Tarot Agent takes the opposite approach. It does exactly one thing: AI-powered tarot readings. You type a question, pick a spread, and get a streaming interpretation backed by Claude AI with custom pixel-art Major Arcana illustrations. No accounts, no paywalls, no feature bloat. Open the page and ask your question.
This is what focused AI product design looks like.
The Stack
Tarot Agent is built on Nuxt 3 with Vue 3, styled with Tailwind CSS 4, and powered by Claude AI from Anthropic. The deployment target is Vercel with SSR enabled.
Nuxt 3 (Vue 3 + SSR)
├── Tailwind CSS 4 (custom mystic theme)
├── Claude AI (Anthropic SDK)
├── Nuxt Color Mode
├── Lucide Icons
├── Google Fonts (Cinzel + Inter)
└── Vercel (deployment + edge)
The choice of Nuxt 3 over a plain Vue SPA is deliberate. Tarot Agent needs server-side rendering for SEO and social sharing — when someone shares a reading, the preview card should actually say something meaningful. More importantly, Nuxt server routes provide a clean way to proxy Claude API calls without exposing API keys to the client.
How the AI Readings Work
The core interaction is deceptively simple: user asks a question, selects a spread type, and the app streams back a tarot interpretation in real time. Under the hood, this is a Nuxt server route calling the Anthropic API with streaming enabled.

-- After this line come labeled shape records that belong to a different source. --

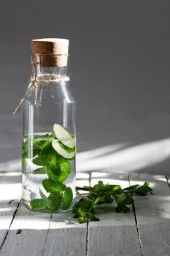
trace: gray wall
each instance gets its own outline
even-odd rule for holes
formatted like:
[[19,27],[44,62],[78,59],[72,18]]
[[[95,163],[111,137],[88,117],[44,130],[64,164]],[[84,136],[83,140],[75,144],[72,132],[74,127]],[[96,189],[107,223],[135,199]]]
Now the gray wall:
[[110,162],[113,171],[170,173],[169,13],[168,0],[4,1],[0,167],[20,157],[20,111],[12,110],[26,89],[30,41],[63,37],[70,39],[78,151],[96,148],[80,154],[80,169],[89,157],[91,169],[97,158],[94,170]]

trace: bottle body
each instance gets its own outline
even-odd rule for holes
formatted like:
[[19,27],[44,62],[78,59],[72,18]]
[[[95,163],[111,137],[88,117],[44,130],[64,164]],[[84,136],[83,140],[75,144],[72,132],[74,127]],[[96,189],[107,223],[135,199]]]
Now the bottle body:
[[23,202],[34,211],[66,211],[76,193],[75,101],[66,67],[34,68],[22,106]]

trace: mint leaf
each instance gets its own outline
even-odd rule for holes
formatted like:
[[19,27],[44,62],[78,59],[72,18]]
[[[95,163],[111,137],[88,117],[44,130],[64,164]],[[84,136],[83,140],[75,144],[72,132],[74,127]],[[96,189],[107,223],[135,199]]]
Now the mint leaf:
[[46,170],[49,178],[58,182],[66,181],[72,170],[72,165],[66,159],[60,159],[58,160],[55,167],[51,167],[50,165],[46,166]]
[[63,210],[66,210],[71,206],[73,200],[73,192],[71,187],[68,187],[66,188],[63,195],[63,204],[61,208]]
[[33,210],[45,210],[47,207],[46,202],[41,198],[31,200],[30,206]]
[[148,183],[144,183],[143,186],[139,187],[136,190],[136,194],[146,195],[147,192],[152,191],[147,184]]
[[38,168],[33,171],[33,174],[45,174],[46,171],[45,168]]

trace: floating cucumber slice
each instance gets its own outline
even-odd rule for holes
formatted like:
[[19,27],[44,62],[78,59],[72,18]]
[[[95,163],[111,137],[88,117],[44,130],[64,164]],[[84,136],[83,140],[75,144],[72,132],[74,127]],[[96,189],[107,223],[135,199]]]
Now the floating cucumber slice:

The architecture follows a pattern we use often: the client makes a single request, the server route handles the AI interaction, and the response streams back token by token.
// server/api/reading.post.ts
import Anthropic from '@anthropic-ai/sdk'
const client = new Anthropic({
apiKey: useRuntimeConfig().anthropicApiKey,
})
export default defineEventHandler(async (event) => {
const { question, spread, cards } = await readBody(event)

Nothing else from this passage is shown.